Here we provide a summary of key current evidence regarding COVID-19 in children and young people.
In children, the evidence is now clear that COVID-19 is associated with a considerably lower burden of morbidity and mortality compared to that seen in the elderly. There is evidence of critical illness and death in children, but it is rare.
There is also some evidence that children may be less likely to acquire the infection. The role of children in transmission, once they have acquired the infection, is unclear, although there is no clear evidence that they are any more infectious than adults.
Symptoms are non-specific and most commonly cough and fever. Laboratory and radiological investigations may be normal or mildly altered.
There is some possible evidence of infection in newborns which could indicate vertical transmission, but it is not clear if this is intrauterine or perinatal. Early evidence suggests both infected mothers and newborns are not particularly more severely affected than other groups.
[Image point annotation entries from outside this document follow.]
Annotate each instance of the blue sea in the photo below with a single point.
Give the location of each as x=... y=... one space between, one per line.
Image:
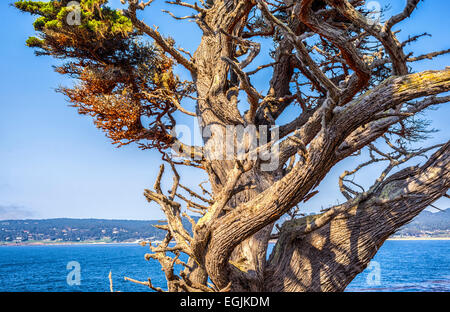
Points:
x=398 y=266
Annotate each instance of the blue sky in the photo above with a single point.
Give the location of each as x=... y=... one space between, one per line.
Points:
x=55 y=163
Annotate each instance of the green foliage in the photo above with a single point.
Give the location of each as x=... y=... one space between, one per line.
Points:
x=91 y=20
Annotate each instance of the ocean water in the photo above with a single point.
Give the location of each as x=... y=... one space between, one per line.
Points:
x=398 y=266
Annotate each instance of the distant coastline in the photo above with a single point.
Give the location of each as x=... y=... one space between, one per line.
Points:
x=44 y=243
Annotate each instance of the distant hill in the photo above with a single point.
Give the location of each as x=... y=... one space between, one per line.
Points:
x=79 y=230
x=428 y=224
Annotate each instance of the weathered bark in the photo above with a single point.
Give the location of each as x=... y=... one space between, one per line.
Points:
x=351 y=93
x=348 y=236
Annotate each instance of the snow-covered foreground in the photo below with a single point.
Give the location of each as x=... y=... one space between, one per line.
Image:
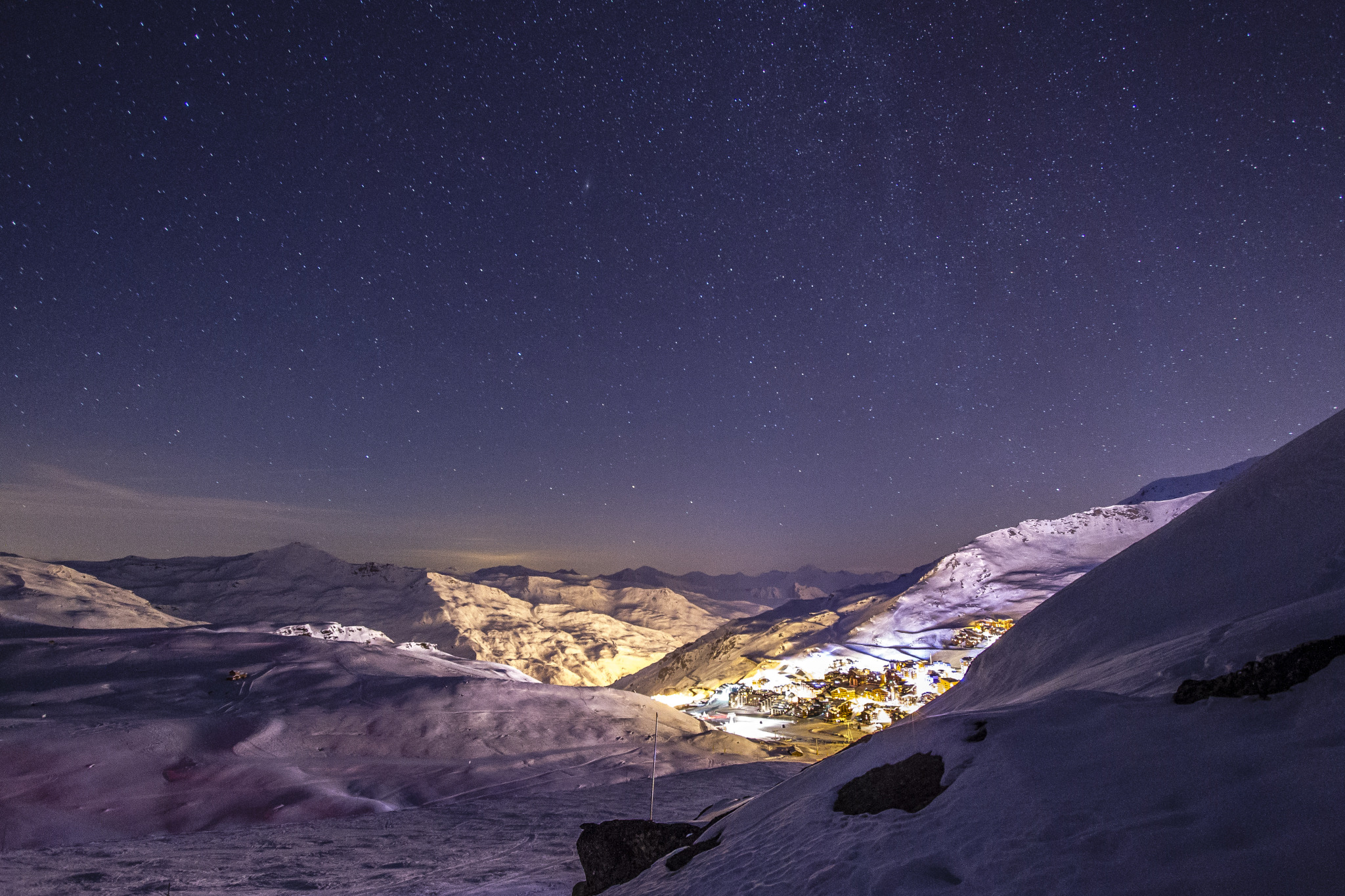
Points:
x=1070 y=769
x=517 y=845
x=135 y=733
Children with co-morbidities, notably respiratory and complex neurodisability, appear more likely to suffer complications and need hospital +/- PICU admission, but not obviously more than would be expected from infection with other respiratory viruses.
Delayed access to care and late presentations, due to concerns over SARS-CoV-2 infection, have been observed in an Italian case series and a BPSU snap-shot survey. There is significant mobidity and mortality reported as a consequence of the lockdowns and other measures.